ARE PEOPLE MAKING QUICK DECISIONS ONLINE?
Peracchio and Luna cite research that suggests that 80% of Web surfers spend only a few seconds looking at a Web site before moving on to the next site, and that the average Web surfer is unlikely to look past the first two pages of a site. This points to the fact that consumers seem to be forming judgments quickly and in a way that is consistent with thin slicing. Ambady et al (2006) suggest in their research that these visual and perceptual judgments turn out to be amazingly accurate, even without personal human interaction.
DO PEOPLE USE THIN SLICING TO JUDGE EASE OF USE AND TRUSTWORTHINESS?
Chiravuri and Peracchio (2003) suggest that consumers are making thin slice decisions about site security and ease of use. McKnight, Choudhury, and Kacmar (2002) and Haried (2005) maintain that consumers form thin slice judgments on the trustworthiness of a Web site during brief exposure.
AND WHAT ABOUT BRANDING AND THIN SLICING?
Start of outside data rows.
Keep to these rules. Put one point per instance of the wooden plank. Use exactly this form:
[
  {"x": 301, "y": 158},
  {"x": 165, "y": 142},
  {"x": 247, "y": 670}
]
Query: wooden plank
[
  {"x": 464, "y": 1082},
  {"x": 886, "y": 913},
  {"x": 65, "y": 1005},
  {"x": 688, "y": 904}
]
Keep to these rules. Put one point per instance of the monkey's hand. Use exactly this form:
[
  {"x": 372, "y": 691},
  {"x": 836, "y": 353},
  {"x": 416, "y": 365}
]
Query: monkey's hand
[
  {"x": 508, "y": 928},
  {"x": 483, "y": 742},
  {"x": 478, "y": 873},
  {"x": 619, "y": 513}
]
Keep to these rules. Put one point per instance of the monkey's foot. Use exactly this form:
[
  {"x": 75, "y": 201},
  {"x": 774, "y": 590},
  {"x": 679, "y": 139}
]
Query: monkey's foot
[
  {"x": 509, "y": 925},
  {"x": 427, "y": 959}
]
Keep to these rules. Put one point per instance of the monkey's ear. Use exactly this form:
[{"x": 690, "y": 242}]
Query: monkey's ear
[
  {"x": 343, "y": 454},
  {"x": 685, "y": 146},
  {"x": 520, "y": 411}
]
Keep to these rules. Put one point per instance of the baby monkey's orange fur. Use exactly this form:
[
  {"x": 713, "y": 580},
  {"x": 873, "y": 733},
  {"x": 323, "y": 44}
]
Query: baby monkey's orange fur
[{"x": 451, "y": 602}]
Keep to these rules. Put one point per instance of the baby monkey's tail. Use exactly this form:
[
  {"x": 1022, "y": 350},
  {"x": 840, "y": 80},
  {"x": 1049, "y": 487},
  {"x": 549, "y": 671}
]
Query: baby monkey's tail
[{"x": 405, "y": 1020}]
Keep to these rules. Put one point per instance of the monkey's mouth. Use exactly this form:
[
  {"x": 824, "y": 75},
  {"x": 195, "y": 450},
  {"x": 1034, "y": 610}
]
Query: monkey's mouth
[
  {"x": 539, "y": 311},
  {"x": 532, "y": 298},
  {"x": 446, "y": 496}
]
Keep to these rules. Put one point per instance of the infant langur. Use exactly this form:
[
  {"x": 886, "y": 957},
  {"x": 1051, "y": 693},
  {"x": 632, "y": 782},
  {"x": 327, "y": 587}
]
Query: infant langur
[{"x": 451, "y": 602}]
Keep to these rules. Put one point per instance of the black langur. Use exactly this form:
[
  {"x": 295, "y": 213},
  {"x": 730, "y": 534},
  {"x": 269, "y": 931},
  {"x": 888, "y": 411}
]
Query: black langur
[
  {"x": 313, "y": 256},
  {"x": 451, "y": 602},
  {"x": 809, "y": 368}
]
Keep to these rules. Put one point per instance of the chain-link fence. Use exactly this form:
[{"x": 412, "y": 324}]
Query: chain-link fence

Most thin slicing research focuses on people make decisions and judgments about other people. But some researchers are now arguing that brands posses a perceived personality, and that people are making thin slice decisions about brand. Ambady et al (2006) says that thin slicing forces people to focus on nonverbal cues, and to ignore the actual “message,” information from a previous interaction, or broader context. Peracchio and Luna argue, therefore, that brand perception might be primarily a thin slice phenomenon.